Do happier people live longer? And if so, can a person improve their happiness the same way they can improve their physical health?
Plenty of studies have shown a connection between happiness and good health. A 2019 JAMA review paper looked at 15 studies, representing about 230,000 people. The researchers found that optimism was associated with a lower risk of heart attack, stroke and death. The paper goes on to say that “a reduction in pessimism may be important for preventive health."
Other studies have found that positive emotions can help reduce pain and boost immunity. Happiness as a stand-alone factor, research indicates, plays a definite role in longevity. The research is accumulating that happiness has a role in predicting survival among older people.
Researchers are even trying to understand the role of happiness in public health. With a well-established connection between stress and health, harnessing what we know about happiness could potentially reduce disease and sickness across populations.
But how can individuals harness optimism for their health? Happiness is complicated by circumstance and inequity. Any advice to “just be happier" can feel shallow and unhelpful, especially for people dealing with things like adversity, grief, injustice and chronic pain.
It's really about working to improve your outlook, says Laura Kubzansky, a professor at Harvard T.H. Chan School of Public Health, and one of the authors of the JAMA cardiology study. In the same way that you would take steps to reduce cholesterol, you can take steps to reduce pessimism — which is to say, increase optimism.
In other words, try to think of happiness as a skill to cultivate, rather than a set way of being.
Here are a few ways to build the skill of happiness:
Focus on your connections
Having a supportive network of family and friends has always been one of the keys to happiness. But COVID-19 has changed the way we connect with people, and impacted heavily socializing, family gatherings and the things we do for entertainment.
It's even more important now to nourish your most meaningful connections, whether it's one or two key relationships or a group that brings you joy. Budget time, even in a busy schedule, to connect with others in ways that are more than just surface, small talk or obligatory Zoom calls.
Get physical activity
If you can find an activity you enjoy, you are more likely to stick with it. But even if the activity itself doesn't bring immediate enjoyment — huffing away on an exercise bike isn't necessarily fun — focus on how you enjoy the benefits, such as feeling more alert.
Find meaning in what you do
A happy life and a meaningful life aren't necessarily the same, and researchers have worked to tease out the difference. One thing they've found is that happiness tends to be linked to what others give to you, whereas meaning comes from giving to other people.
For example, taking care of children may not bring happiness (at least immediately), but it often brings meaning.

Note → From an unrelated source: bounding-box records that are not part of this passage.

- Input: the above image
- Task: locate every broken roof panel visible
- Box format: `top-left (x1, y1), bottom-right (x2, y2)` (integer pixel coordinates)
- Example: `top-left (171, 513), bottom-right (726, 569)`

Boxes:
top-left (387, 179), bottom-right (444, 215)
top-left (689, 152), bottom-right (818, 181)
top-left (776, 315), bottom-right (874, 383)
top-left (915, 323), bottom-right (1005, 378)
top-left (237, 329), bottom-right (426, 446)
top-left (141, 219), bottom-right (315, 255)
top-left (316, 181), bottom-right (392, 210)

What is clear is that meaning brings life satisfaction, and provides a well to draw from during darker times.
Many happiness researchers focus on gratitude as a means of increasing feelings of well-being. One study had people write and then deliver (by hand) a letter of gratitude to someone who did an act of kindness, but hadn't been thanked properly. Compared to a group who wrote about early memories, the letter-writing group showed a big increase in happiness scores.
Written, verbal or even just mental thank yous are a simple way to practice gratitude. Other people cultivate gratitude by keeping a gratitude journal. Write down one thing each day you are grateful for, or note a gift you received that day (even if the gift was simply a smile).